Block Corruption in an Oracle Database

    Dec 1, 2017 9:58:33 AM by Deiby Gomez

    Introduction

    Block corruption is a common topic when we are dealing with any software that stores data. In Oracle Database there are several types of logical structures that are mapped to a physical file named “datafile” that is divided into filesystem blocks.

     

    A block can have logical or physical corruption. A corrupt block is a block that has been changed so that it differs from what Oracle expects to find. A logical corruption is a block that has a valid checksum but its content is corrupt; for example, a row locked by a non-existent transaction, the amount of space used is not equal to block size, avsp bad, etc. Logical corruption can cause ORA-600 depending on which content inside the block is corrupted. A physical corruption is also called a media corruption; the database does not recognize the block at all, it’s when the problem is not related to the content but to the physical location or structure itself; for example, a bad header, a fractured/incomplete block, the block checksum is invalid, the block is misplaced, zeroed-out blocks, the header and footer of the block do not match, one of the key data block data structures is incorrect, such as the data block address (DBA), etc.

    Detecting, monitoring and fixing corrupt blocks is an important task that we have take care of regularly and frequently. A corrupt block not only means a problem with the block but also means that there is data that may be lost, and this is very important for the business.

     

    The Problem

    The problem with corrupted blocks is that we don’t know they are corrupted until we try to use them. Of course, this applies to a scenario where we are not executing a proactive activity to detect corrupt blocks. For example, a table block can be corrupted and there is no way to know it until someone performs a SELECT or any other DML that reads that block. Once the block is read, Oracle will know the block is corrupted and then an ORA-0600, ORA-27047 or ORA-01578 will be returned to the user.
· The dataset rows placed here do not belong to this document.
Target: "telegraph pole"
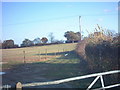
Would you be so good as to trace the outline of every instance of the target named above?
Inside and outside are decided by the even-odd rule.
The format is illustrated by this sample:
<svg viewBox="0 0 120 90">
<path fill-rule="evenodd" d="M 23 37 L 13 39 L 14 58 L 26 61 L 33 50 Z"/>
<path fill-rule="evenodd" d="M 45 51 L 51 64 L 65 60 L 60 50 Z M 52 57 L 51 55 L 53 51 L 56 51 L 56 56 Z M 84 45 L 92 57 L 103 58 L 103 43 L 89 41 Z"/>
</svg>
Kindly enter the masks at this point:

    A long time ago a customer called me saying that they were trying to execute a SELECT from the application and whenever the SELECT was executed the application got an ORA-01578. I detected the block # and the datafile # and I fixed it. At that time, the user was able to continue working the rest of the day. However, the next day again, the same customer called me saying that they were receiving more ORA-01578’s. This time I confirmed that the corrupted block was in a different datafile than the block I’d fixed a day before. This made me think that there could be more corrupted blocks.  I executed dbverify against the full database and I saw that the database had several corrupted blocks.  However last rman backup didn’t report any corrupted blocks. We engaged a sysadmin and he detected that the storage was having issues that day. Fortunately we detected the storage problem quickly and no data was lost. But if these kinds of issues are not detected properly the data can be compromised.  In this example we have been talking about a physical problem, but there are some other cases where it is more difficult to detect the problem, especially when it is a logical corruption.

     

    How to avoid it

    Using Oracle ASM: Oracle recommends using ASM as the storage for the database. ASM has three types of redundancy: External, Normal and High.  If we are using Normal or High Oracle keeps a copy (Normal) or two copies (High) of every block. This block is called “Mirror Block” and whenever it finds a corrupt block, it automatically restores the corrupt block from one of its mirror copies. I have written an article where I explain with a lot of details how Oracle recover a block from its mirror copy, in case you want you read it: Data block recovering process using Normal Redundancy

    Using parameter db_block_checking: This parameter is used to control whether block checking is done for transaction managed blocks. As early detection of corruptions is useful, and has only a small performance impact. However, there are some types of applications where having the parameter DB_BLOCK_CHECKING = TRUE can have a considerable overhead, all depends on the application,  to test the change in a test environment is recommended. The immediate overhead is a CPU overhead of checking a block contents after each change but a secondary effect is than that this means blocks are held for longer periods of time so other sessions needing the current block image may have to wait longer. The actual overhead on any system depends heavily on the application profile and data layout.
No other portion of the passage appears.